About: The Semantic Technologies Conference
Fresh from the Semantic Technologies Conference, which was flat-out inspiring. People are solving real problems in powerful new ways.
My colleague John Warren and I were there presenting a framework for content integration and semantic search. Our framework is implemented on the Eclipse framework and can consume Eclipse help plugins. The full capabilities, however, for faceted search, semantic linking, product versioning, scoped views, and user-selected filtering are enabled by the DITA taxonomy / classification specialization. One of the sources of this initiative was an early prototype that Robert Anderson and I presented at CMS 2004, but the team has created something that far outreaches anything we imagined back then. At the conference, the audience had a deep insight into what we're doing. The questions about the realized framework were excellent.

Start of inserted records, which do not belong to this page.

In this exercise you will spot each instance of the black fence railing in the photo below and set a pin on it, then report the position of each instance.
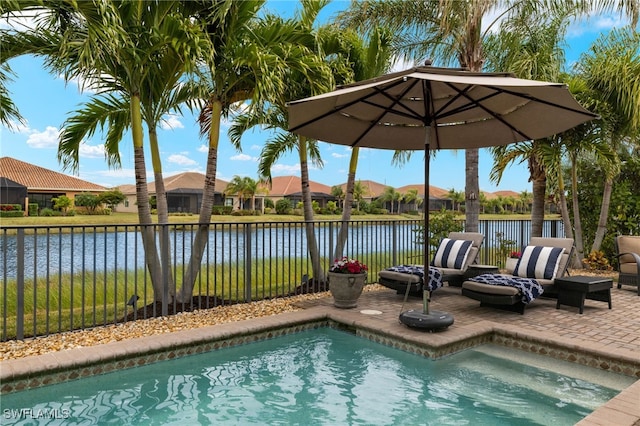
(62, 278)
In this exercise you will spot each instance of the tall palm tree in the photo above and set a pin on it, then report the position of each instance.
(9, 113)
(311, 75)
(112, 46)
(452, 30)
(367, 58)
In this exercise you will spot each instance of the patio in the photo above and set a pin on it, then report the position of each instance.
(600, 337)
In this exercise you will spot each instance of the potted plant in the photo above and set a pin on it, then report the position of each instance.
(346, 281)
(512, 261)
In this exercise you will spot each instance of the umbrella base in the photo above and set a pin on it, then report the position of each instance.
(433, 321)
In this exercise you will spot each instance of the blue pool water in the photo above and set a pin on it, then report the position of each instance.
(325, 377)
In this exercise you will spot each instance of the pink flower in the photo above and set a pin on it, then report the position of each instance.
(348, 266)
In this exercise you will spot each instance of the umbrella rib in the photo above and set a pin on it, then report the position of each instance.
(348, 104)
(385, 110)
(477, 102)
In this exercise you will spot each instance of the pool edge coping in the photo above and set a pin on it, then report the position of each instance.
(41, 370)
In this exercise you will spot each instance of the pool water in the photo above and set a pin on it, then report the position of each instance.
(326, 377)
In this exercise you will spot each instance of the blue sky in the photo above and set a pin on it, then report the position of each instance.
(45, 102)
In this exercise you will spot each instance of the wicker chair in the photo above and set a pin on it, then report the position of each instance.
(628, 248)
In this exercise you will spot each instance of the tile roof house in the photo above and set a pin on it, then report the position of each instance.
(44, 184)
(184, 193)
(291, 187)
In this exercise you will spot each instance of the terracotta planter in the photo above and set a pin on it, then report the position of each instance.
(510, 265)
(346, 289)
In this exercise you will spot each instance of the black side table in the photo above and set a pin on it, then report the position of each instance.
(572, 291)
(475, 270)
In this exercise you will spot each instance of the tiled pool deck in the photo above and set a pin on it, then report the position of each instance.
(603, 338)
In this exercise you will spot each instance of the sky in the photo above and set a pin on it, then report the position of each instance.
(45, 101)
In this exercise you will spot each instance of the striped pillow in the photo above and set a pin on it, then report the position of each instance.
(539, 262)
(451, 253)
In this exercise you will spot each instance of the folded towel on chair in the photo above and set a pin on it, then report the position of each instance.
(435, 276)
(529, 287)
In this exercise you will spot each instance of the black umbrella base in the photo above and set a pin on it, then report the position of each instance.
(433, 321)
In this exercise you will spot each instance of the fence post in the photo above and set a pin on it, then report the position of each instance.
(247, 262)
(20, 284)
(394, 244)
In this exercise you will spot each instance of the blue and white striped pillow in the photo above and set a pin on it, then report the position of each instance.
(451, 253)
(539, 262)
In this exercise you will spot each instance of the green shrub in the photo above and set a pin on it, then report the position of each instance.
(283, 206)
(49, 212)
(10, 207)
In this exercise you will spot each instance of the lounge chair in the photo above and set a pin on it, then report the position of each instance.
(628, 248)
(452, 258)
(513, 298)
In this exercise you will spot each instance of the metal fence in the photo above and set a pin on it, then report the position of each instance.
(62, 278)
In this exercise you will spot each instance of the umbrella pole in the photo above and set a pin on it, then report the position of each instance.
(425, 236)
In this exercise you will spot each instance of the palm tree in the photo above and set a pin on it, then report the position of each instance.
(338, 193)
(111, 46)
(611, 71)
(254, 59)
(359, 191)
(237, 187)
(452, 30)
(9, 113)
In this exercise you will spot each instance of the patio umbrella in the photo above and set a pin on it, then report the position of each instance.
(427, 108)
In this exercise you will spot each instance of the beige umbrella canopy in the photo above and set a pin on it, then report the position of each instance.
(437, 108)
(463, 110)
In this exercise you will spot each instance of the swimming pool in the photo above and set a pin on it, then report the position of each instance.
(326, 376)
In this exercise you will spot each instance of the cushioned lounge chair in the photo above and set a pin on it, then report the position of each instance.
(511, 298)
(628, 247)
(452, 258)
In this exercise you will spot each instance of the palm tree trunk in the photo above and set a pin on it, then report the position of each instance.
(539, 178)
(347, 205)
(312, 244)
(576, 214)
(604, 215)
(472, 191)
(142, 198)
(161, 204)
(202, 234)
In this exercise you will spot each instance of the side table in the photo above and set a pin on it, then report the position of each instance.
(572, 291)
(475, 270)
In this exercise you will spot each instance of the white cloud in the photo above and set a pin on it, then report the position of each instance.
(118, 173)
(92, 151)
(18, 127)
(181, 160)
(243, 157)
(46, 139)
(170, 122)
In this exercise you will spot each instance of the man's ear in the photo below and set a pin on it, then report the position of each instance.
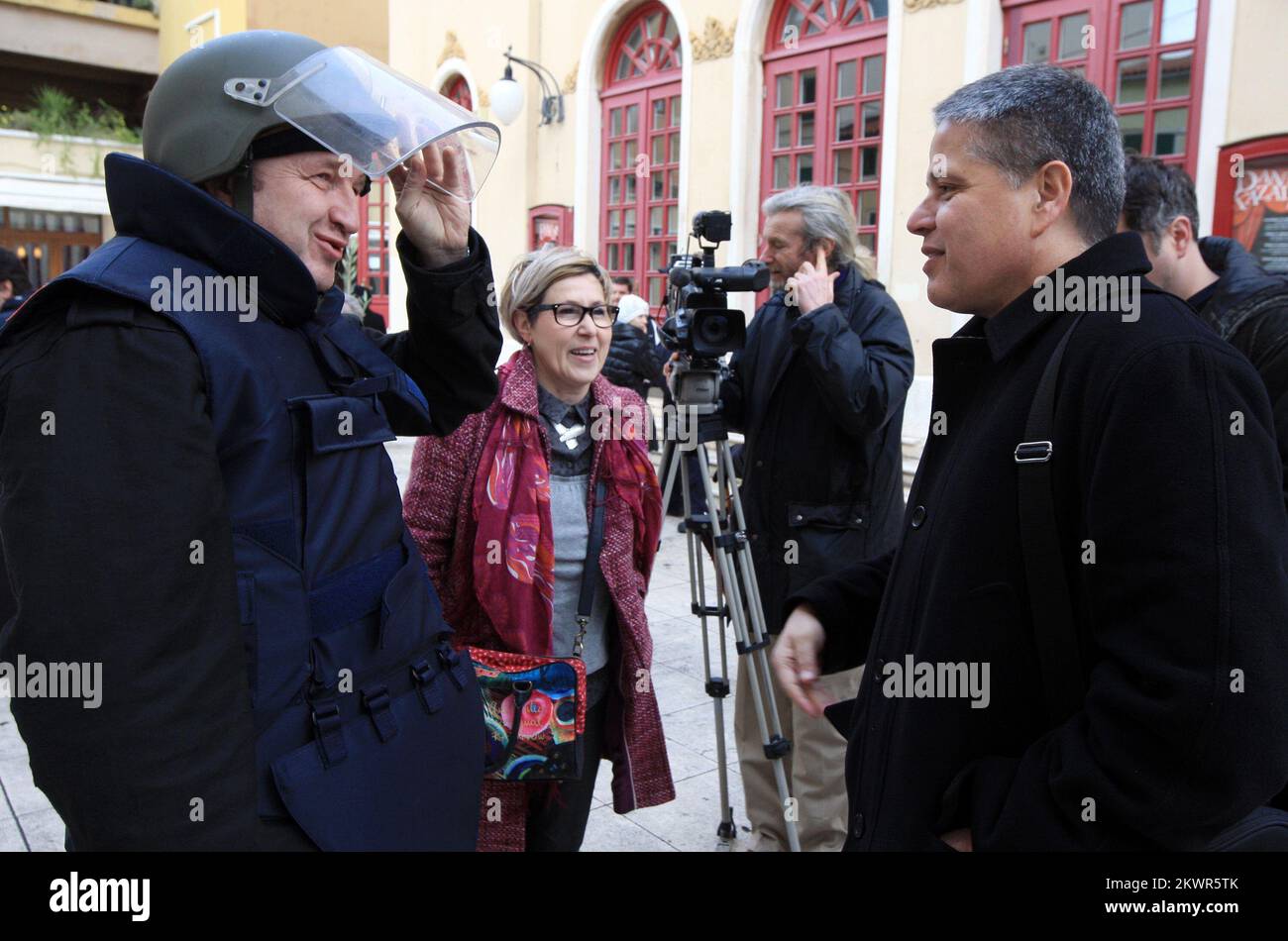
(1054, 185)
(220, 188)
(1180, 233)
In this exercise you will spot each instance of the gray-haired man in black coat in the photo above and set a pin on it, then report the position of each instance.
(1168, 516)
(819, 391)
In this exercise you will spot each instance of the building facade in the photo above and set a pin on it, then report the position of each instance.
(678, 106)
(53, 207)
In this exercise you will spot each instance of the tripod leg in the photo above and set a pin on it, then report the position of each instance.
(750, 643)
(716, 686)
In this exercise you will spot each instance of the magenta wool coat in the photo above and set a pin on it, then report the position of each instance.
(438, 511)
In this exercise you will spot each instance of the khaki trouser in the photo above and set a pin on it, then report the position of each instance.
(814, 768)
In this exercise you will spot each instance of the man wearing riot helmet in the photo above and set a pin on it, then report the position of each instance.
(194, 488)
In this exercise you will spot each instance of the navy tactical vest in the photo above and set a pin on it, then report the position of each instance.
(369, 725)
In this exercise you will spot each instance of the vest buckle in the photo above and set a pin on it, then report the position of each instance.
(376, 701)
(458, 669)
(429, 692)
(330, 734)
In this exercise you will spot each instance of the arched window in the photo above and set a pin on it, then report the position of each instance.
(824, 84)
(459, 90)
(640, 159)
(1145, 54)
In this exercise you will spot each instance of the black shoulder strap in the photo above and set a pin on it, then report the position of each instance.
(590, 572)
(1050, 602)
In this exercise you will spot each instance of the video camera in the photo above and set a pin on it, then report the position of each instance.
(699, 323)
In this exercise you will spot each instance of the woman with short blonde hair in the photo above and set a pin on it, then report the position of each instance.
(519, 480)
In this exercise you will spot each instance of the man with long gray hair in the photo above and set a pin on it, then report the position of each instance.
(819, 393)
(1081, 641)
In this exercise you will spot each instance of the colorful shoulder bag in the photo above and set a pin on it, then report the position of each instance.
(535, 707)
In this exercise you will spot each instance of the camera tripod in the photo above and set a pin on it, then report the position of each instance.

The other talks at the conference focused on work in the areas of classification-based publishing, text analysis, ontological reasoning, smashups (semantic mashups), semantic wikis, integration, and all kinds of related innovations. For one pragmatic example, the Cambridge Semantics people used their Open Anzo semantic application server to republish airports and on-time arrival averages from US Census Bureau spreadsheets on the web and, when a cell changed, refresh the affected parts of the web view in seconds. That worked because the structure and semantics of the data were annotated in the spreadsheet.
The potential contribution of DITA grist to such mills is pretty clear:
- First, when content is tagged with specialized elements, the downstream processing can recognize special content (or, at a minimum, have a more precise basis for text analysis).
- Second and maybe more importantly, when granular articles (aka topics) have a precise focus in subject area and treatment, the links between articles indicate meaningful relationships between the subjects covered by those articles. DBPedia proved that by mining the links between Wikipedia articles as processable formal definitions.
In short, the better constructed your source content, the more you have to work with downstream. I suspect we'll be seeing some interesting blends of semantic technologies and traditional XML publishing as these communities start noticing one another.